Blackberry adalah sebuah gadget canggih yang positif dan bisa membuat kehidupan menjadi lebih praktis serta sangat menunjang kebutuhan komunikasi dan data.
Tapi, maksud dan tujuan thread ini adalah supaya kita semua sebagai pengguna gadget, apapun itu mereknya, senantiasa bercermin diri. Sudahkah kita gunakan gadget sesuai dengan porsinya? Apakah kita yang mengendalikan gadget itu atau gadget-lah yang mengendalikan kita? Hendaknya menjadi bahan renungan bersama.
Ceritanya..
Cerita ini kudapat dari tanteku. Kisah nyata ini terjadi di kantor tanteku.

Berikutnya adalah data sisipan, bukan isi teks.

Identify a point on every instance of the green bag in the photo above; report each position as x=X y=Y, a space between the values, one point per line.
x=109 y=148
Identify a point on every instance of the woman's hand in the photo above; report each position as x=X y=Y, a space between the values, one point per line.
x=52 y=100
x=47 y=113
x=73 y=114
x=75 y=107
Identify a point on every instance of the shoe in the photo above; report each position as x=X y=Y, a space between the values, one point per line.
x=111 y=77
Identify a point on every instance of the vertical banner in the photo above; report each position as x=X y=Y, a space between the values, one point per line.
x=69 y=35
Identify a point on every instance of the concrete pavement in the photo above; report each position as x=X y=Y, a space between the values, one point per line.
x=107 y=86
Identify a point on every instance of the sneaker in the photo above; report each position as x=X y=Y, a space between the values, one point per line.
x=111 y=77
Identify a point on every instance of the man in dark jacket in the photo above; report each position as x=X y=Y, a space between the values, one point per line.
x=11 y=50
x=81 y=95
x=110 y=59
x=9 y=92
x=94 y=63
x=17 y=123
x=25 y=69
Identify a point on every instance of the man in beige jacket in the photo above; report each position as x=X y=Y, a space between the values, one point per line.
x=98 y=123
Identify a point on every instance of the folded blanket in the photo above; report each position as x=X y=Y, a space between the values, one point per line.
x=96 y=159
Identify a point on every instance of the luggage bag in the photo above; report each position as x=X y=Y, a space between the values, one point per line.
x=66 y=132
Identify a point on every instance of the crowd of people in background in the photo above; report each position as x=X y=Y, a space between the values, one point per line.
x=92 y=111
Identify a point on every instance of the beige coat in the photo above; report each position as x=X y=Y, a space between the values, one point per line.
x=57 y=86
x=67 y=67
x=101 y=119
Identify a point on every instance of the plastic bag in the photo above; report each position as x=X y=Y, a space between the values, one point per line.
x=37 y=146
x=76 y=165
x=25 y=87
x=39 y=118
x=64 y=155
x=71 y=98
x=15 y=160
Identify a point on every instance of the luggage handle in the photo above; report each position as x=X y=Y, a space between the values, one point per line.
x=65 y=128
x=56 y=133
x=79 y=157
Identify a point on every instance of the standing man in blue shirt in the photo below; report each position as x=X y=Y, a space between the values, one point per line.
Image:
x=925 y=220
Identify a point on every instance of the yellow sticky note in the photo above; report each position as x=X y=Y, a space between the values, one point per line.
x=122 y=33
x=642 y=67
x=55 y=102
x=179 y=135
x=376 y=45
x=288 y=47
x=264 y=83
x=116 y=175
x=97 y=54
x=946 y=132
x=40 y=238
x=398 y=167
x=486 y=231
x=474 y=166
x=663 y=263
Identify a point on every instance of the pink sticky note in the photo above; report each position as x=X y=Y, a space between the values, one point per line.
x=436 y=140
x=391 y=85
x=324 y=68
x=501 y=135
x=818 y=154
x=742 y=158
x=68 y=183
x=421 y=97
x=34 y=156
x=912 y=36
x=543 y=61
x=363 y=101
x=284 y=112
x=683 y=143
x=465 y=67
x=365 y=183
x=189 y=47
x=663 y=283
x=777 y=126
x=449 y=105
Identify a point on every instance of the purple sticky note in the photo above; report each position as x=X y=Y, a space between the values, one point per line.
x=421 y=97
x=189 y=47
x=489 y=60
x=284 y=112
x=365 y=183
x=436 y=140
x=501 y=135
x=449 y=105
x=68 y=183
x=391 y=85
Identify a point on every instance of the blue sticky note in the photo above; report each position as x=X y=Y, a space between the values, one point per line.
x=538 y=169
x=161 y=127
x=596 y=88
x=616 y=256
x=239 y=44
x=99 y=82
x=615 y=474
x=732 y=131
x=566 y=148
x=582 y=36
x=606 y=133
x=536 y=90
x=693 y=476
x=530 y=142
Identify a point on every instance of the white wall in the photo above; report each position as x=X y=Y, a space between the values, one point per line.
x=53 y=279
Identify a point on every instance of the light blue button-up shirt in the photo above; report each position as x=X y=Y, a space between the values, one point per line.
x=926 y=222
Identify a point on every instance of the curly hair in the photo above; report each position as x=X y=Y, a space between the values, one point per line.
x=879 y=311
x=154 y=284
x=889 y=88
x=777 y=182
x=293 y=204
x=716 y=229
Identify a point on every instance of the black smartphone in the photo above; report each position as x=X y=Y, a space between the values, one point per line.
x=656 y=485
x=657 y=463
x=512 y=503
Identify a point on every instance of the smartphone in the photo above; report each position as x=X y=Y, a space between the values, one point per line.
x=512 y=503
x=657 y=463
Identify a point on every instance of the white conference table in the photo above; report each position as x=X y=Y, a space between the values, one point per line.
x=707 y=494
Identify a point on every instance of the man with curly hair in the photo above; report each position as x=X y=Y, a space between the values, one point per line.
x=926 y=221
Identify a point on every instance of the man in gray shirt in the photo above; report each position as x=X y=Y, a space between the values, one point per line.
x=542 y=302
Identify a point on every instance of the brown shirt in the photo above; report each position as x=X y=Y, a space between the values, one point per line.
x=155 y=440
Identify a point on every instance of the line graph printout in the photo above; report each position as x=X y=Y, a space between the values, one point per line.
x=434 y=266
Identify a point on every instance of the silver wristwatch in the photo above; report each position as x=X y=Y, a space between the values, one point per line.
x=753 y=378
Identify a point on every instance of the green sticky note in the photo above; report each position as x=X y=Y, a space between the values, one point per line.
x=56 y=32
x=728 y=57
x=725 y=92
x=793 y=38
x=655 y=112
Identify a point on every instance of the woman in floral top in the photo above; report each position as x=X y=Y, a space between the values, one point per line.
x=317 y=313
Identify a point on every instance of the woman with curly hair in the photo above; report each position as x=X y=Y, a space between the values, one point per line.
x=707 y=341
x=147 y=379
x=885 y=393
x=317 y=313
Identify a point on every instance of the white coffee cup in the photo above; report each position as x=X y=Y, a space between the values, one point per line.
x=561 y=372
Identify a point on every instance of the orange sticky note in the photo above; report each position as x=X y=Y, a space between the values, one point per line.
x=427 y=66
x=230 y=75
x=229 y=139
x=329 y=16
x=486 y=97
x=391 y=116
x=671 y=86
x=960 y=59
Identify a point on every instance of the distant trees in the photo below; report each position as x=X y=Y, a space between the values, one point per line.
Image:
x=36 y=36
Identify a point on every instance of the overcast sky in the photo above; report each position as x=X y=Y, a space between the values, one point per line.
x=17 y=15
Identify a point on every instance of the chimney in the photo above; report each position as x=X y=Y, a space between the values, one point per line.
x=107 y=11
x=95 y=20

Suami isteri yang merupakan kenalan tanteku ini, usianya masih 20an dan menikah di tahun 2008 akhir. Sebut saja namanya adalah Ani dan Budi.
Sejak masa pacaran, Ani dan Budi tergolong tipe anak muda yang menyukai gadget. Ani mengelola sebuah blog miliknya, sedangkan Budi berkecimpung di pekerjaan dunia IT. Setiap ada gadget baru muncul, Ani dan Budi biasanya paling cepat memiliki dan menguasai cara pakainya.
Ani di kantor tanteku dikenal suka mengajari teman-teman cewek yang gaptek untuk menggunakan HP smartphone, BB ataupun cara menggunakan notebook dan komputer.
Semasa pacaran, Ani dan Budi (kebetulan Budi beda kantor) juga komunikasi melalui BBM setiap hari. Mereka terbilang aktif sekali di BBM dan komunitas BB, bahkan Ani menjadi moderator mengelola beberapa grup BBM.